LLVM, MLIR (or any ready-made IR) are not a good fit for learners. Roll your own backend pls if you wanna learn (same shit with LP generators!)

LLVM, MLIR (or any ready-made IR) are not a good fit for learners. Roll your own backend pls if you wanna learn (same shit with LP generators!)
from ChubakPDP11@programming.dev to programming_languages@programming.dev on 03 May 2024 22:56
https://programming.dev/post/13611939

These toolchain are created for experts to create industrial-level compilers. Even if you think you got a syntactic design concept that is such hot shit that you can’t wait to get it bootstrapped, even if hell, it proves Rice’s theorem wrong, please, write a simple interpreter for it to prove your syntax works. In fact, I think one way you can test your language’s design is to have it mooch off an established VM like JVM, CPython’s VM or CLR.

But if you wanna ‘learn’ compiler design, I beg you to roll your own backend. You don’t need SSA or any of that shit. You don’t need to super-optimize the output at first try.
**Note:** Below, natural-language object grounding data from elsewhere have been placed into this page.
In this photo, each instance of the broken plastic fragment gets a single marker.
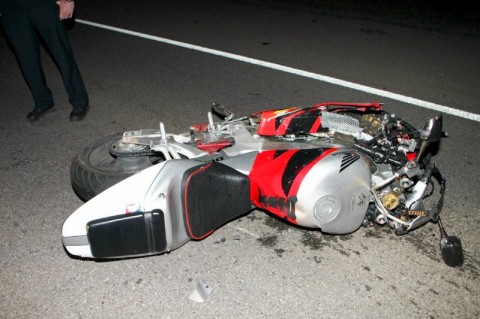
(201, 292)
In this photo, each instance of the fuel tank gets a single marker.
(326, 188)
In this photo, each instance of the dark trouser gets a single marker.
(22, 19)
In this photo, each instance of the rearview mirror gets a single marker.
(432, 130)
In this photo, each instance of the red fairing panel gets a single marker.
(289, 121)
(276, 176)
(306, 120)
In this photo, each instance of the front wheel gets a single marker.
(106, 162)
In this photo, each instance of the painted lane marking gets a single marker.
(286, 69)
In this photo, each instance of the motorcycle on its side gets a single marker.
(331, 166)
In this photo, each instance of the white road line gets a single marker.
(286, 69)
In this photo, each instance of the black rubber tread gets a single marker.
(90, 179)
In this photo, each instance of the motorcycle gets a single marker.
(331, 166)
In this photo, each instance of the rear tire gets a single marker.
(94, 169)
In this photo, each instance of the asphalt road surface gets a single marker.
(257, 266)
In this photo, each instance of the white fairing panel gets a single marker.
(125, 197)
(334, 195)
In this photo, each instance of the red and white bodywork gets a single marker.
(292, 163)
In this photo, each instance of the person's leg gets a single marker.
(22, 36)
(46, 20)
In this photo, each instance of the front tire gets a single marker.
(95, 168)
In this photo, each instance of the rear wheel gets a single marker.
(106, 162)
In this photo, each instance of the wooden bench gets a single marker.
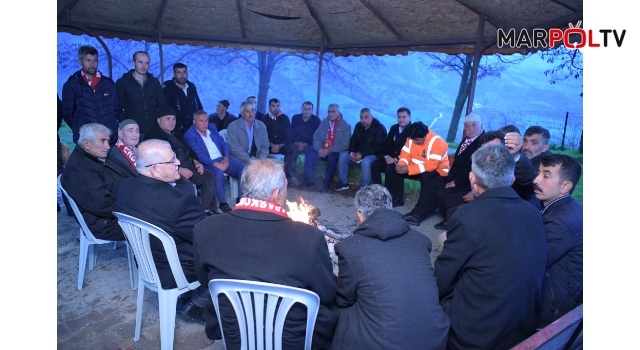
(563, 333)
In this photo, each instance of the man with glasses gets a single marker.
(191, 170)
(157, 197)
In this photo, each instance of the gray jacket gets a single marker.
(238, 140)
(343, 135)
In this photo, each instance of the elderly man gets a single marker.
(303, 126)
(329, 140)
(365, 146)
(213, 152)
(222, 118)
(458, 179)
(379, 307)
(247, 137)
(88, 183)
(397, 137)
(157, 198)
(121, 162)
(140, 94)
(424, 156)
(182, 95)
(191, 170)
(90, 97)
(257, 241)
(562, 219)
(491, 269)
(535, 144)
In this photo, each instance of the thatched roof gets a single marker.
(341, 27)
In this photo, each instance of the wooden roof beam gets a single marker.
(382, 19)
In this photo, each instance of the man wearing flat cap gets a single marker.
(121, 162)
(458, 179)
(222, 118)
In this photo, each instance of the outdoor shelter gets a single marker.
(340, 27)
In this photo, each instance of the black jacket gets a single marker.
(140, 102)
(86, 180)
(81, 105)
(379, 307)
(184, 105)
(368, 141)
(562, 288)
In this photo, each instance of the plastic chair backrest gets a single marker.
(76, 211)
(556, 335)
(137, 232)
(240, 293)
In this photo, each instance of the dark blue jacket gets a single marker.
(81, 105)
(194, 141)
(562, 288)
(184, 105)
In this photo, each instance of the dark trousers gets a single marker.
(311, 157)
(208, 189)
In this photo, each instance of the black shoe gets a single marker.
(193, 312)
(413, 219)
(225, 207)
(398, 202)
(442, 225)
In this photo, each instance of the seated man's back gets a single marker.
(387, 294)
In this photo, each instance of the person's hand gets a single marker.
(469, 197)
(185, 172)
(402, 168)
(513, 141)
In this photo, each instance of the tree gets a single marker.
(490, 66)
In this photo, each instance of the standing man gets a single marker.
(562, 218)
(140, 94)
(423, 156)
(213, 152)
(259, 114)
(121, 162)
(90, 97)
(491, 268)
(181, 95)
(535, 144)
(278, 129)
(303, 126)
(458, 179)
(365, 146)
(247, 137)
(258, 241)
(397, 137)
(191, 170)
(159, 199)
(331, 138)
(89, 185)
(379, 307)
(222, 118)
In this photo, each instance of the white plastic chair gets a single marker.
(137, 232)
(87, 241)
(239, 293)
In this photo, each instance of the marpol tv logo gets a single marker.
(543, 38)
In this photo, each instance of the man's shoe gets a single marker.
(412, 219)
(193, 312)
(442, 225)
(341, 186)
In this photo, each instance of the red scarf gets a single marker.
(261, 206)
(93, 82)
(331, 133)
(128, 152)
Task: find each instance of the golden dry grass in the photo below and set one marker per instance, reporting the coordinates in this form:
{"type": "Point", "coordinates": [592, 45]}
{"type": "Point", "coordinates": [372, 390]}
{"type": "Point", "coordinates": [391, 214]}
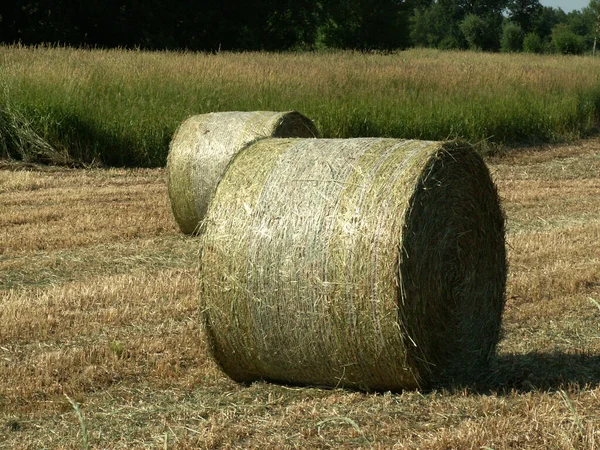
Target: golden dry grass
{"type": "Point", "coordinates": [98, 301]}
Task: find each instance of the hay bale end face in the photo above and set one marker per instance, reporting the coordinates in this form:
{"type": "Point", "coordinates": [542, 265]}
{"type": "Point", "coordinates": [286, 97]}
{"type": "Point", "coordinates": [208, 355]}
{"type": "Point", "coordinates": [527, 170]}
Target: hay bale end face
{"type": "Point", "coordinates": [203, 146]}
{"type": "Point", "coordinates": [374, 264]}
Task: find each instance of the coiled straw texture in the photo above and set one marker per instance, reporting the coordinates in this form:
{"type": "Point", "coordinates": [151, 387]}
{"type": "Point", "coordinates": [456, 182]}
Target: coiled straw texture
{"type": "Point", "coordinates": [374, 264]}
{"type": "Point", "coordinates": [203, 146]}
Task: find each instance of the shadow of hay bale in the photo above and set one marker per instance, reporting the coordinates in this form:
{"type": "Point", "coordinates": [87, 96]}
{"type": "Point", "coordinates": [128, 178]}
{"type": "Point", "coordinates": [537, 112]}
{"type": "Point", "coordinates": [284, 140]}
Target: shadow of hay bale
{"type": "Point", "coordinates": [373, 264]}
{"type": "Point", "coordinates": [204, 145]}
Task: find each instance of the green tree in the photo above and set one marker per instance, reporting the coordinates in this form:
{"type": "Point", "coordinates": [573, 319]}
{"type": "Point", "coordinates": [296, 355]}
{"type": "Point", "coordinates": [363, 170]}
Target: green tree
{"type": "Point", "coordinates": [592, 12]}
{"type": "Point", "coordinates": [366, 24]}
{"type": "Point", "coordinates": [566, 42]}
{"type": "Point", "coordinates": [545, 19]}
{"type": "Point", "coordinates": [427, 27]}
{"type": "Point", "coordinates": [476, 31]}
{"type": "Point", "coordinates": [522, 12]}
{"type": "Point", "coordinates": [532, 43]}
{"type": "Point", "coordinates": [512, 37]}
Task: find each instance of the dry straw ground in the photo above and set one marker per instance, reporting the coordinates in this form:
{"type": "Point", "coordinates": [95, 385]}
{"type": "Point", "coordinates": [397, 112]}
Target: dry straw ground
{"type": "Point", "coordinates": [98, 301]}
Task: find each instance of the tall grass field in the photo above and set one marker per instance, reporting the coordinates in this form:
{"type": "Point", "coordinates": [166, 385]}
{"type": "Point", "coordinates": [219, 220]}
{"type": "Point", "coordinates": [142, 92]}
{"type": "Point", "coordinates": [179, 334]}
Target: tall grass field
{"type": "Point", "coordinates": [120, 108]}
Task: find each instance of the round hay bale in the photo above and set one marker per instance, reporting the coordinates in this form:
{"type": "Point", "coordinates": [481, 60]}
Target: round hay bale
{"type": "Point", "coordinates": [203, 146]}
{"type": "Point", "coordinates": [374, 264]}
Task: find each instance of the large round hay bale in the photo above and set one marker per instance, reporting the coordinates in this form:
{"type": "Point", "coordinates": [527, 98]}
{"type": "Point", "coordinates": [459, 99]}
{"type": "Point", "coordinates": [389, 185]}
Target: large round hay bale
{"type": "Point", "coordinates": [375, 264]}
{"type": "Point", "coordinates": [203, 146]}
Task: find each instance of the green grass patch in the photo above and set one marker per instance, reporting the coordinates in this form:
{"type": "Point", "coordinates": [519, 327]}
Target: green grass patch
{"type": "Point", "coordinates": [121, 108]}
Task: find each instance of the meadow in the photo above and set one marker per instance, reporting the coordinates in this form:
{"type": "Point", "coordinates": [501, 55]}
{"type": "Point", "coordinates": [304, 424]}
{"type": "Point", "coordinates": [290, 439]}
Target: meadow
{"type": "Point", "coordinates": [99, 320]}
{"type": "Point", "coordinates": [120, 108]}
{"type": "Point", "coordinates": [98, 301]}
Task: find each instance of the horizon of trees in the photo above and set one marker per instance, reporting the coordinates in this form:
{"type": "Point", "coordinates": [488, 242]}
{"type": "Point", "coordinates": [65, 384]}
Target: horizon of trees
{"type": "Point", "coordinates": [211, 25]}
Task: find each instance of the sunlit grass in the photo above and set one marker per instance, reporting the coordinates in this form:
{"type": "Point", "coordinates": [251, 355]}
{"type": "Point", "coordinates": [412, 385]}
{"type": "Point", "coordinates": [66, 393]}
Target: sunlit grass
{"type": "Point", "coordinates": [122, 107]}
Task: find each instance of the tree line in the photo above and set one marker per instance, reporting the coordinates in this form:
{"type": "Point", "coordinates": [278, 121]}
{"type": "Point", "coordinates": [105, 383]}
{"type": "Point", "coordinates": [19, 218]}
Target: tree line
{"type": "Point", "coordinates": [281, 25]}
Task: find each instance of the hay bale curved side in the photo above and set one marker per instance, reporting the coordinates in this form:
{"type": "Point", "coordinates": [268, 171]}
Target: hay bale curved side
{"type": "Point", "coordinates": [374, 264]}
{"type": "Point", "coordinates": [203, 146]}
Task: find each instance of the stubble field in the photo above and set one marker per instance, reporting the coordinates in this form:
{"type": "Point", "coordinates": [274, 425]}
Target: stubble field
{"type": "Point", "coordinates": [98, 301]}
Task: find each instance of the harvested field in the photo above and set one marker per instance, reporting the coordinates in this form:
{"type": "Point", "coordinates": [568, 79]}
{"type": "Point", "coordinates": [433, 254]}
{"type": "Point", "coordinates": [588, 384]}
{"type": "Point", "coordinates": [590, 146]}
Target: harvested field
{"type": "Point", "coordinates": [98, 301]}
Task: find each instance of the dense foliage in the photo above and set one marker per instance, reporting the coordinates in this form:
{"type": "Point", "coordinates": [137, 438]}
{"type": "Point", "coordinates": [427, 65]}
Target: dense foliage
{"type": "Point", "coordinates": [213, 25]}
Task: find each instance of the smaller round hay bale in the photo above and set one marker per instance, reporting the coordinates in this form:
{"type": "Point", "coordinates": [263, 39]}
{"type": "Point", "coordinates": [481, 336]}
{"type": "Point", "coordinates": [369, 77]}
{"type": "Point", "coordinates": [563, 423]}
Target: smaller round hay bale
{"type": "Point", "coordinates": [203, 146]}
{"type": "Point", "coordinates": [376, 264]}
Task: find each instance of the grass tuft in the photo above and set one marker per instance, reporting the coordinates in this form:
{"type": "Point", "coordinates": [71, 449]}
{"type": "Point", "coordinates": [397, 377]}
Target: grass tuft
{"type": "Point", "coordinates": [121, 108]}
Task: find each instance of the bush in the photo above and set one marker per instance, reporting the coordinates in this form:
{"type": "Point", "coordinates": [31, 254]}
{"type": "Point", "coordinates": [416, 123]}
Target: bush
{"type": "Point", "coordinates": [512, 38]}
{"type": "Point", "coordinates": [532, 43]}
{"type": "Point", "coordinates": [566, 42]}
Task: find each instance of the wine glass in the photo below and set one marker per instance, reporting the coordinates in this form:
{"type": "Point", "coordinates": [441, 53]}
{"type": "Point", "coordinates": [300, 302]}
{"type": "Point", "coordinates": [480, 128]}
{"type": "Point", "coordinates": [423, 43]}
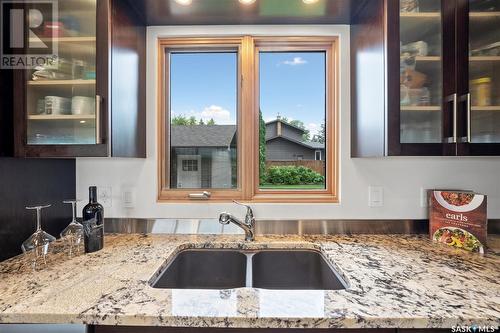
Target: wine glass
{"type": "Point", "coordinates": [73, 233]}
{"type": "Point", "coordinates": [38, 243]}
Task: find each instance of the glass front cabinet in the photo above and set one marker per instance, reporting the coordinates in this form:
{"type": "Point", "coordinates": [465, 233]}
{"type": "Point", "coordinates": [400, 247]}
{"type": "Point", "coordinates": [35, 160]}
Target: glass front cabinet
{"type": "Point", "coordinates": [444, 97]}
{"type": "Point", "coordinates": [63, 102]}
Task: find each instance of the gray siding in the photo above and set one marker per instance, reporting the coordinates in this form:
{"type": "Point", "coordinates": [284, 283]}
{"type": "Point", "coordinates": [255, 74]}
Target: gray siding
{"type": "Point", "coordinates": [291, 132]}
{"type": "Point", "coordinates": [283, 150]}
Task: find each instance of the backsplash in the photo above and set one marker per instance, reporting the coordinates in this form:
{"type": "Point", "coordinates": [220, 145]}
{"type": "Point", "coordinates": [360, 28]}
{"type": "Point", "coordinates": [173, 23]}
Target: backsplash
{"type": "Point", "coordinates": [401, 178]}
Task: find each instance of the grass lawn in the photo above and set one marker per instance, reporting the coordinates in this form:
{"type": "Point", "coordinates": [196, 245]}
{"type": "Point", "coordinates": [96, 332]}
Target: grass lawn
{"type": "Point", "coordinates": [292, 187]}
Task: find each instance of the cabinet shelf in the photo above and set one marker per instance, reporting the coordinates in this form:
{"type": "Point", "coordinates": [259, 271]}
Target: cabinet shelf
{"type": "Point", "coordinates": [484, 58]}
{"type": "Point", "coordinates": [471, 58]}
{"type": "Point", "coordinates": [421, 15]}
{"type": "Point", "coordinates": [486, 108]}
{"type": "Point", "coordinates": [66, 39]}
{"type": "Point", "coordinates": [49, 117]}
{"type": "Point", "coordinates": [421, 108]}
{"type": "Point", "coordinates": [61, 82]}
{"type": "Point", "coordinates": [484, 14]}
{"type": "Point", "coordinates": [437, 15]}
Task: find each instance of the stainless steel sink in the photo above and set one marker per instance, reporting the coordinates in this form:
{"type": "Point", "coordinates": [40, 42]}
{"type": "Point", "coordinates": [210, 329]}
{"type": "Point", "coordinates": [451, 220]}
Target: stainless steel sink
{"type": "Point", "coordinates": [266, 269]}
{"type": "Point", "coordinates": [304, 270]}
{"type": "Point", "coordinates": [205, 269]}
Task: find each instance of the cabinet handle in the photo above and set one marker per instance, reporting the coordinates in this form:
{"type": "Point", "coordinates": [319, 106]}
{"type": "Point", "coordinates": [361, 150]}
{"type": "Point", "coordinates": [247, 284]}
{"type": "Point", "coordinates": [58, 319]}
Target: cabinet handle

Just make a tree-rewrite optimizer and that’s that.

Same is true with LP generators. From Yacc to ANTLR, they just make the experience harder and less rewarding. I know hand-rolling LP is hard in a language like C, in which case, don’t fucking use it lol. There’s honestly no inherent worth in using C in 2024 for compiler design.

But there’s still use for C in being the subject of your compiler. It’s a very simple, straightforward and more importantly, standardized language, you don’t need to write a runtime for it, because when it comes to both UNIX and Windows, runtime is OS itself! Just make sure you add a syscall interface and then C runtimes like glibc and CRT can be easily strapped.

I’m going to do exactly this. I named my C compiler ‘Cephyr’. I have started over several times now. I am using OCaml.

I know my point about using LP generators is preaching to the choir and most people despise them — but I just don’t understand why people love to use IRs/ILs when doing so teaches you shit.

I recommend beginning to design your language with the IR – your IR.

I don’t just wanna focus on Cephyr. There are other stuff I wanna do, like Nock, a PostScript interpreter in Rust (because GhostScript had made me hard-reset 4-5 times. GhostScript is just un-secure, leaky garbage).

Anyways tell me what you think about my ‘take’ on this. Of course I am not saying you are ‘less knowledgeable’ for using LLM or MLIR, I’m just saying, they don’t teach you stuff.

Still, some people just use LLVM and MLIR as a final ‘portable’ interface, having done the optimization on graphs and trees. i think there should be some sort of ‘retargatble assembly’ language. Like something with fixed number of registers which… oh wait that’s just a VM!

Also you don’t need to necessarily translate to a super super low-level language. Just target C. GNU C to be exact. Cyclone does that, in fact, I am planning to bootstrap my functional language, which I named ‘Xeph’, based on Zephyr ASDL, into GNU C as a test. Or I might use JVM. I dunno. JVM languages are big these days.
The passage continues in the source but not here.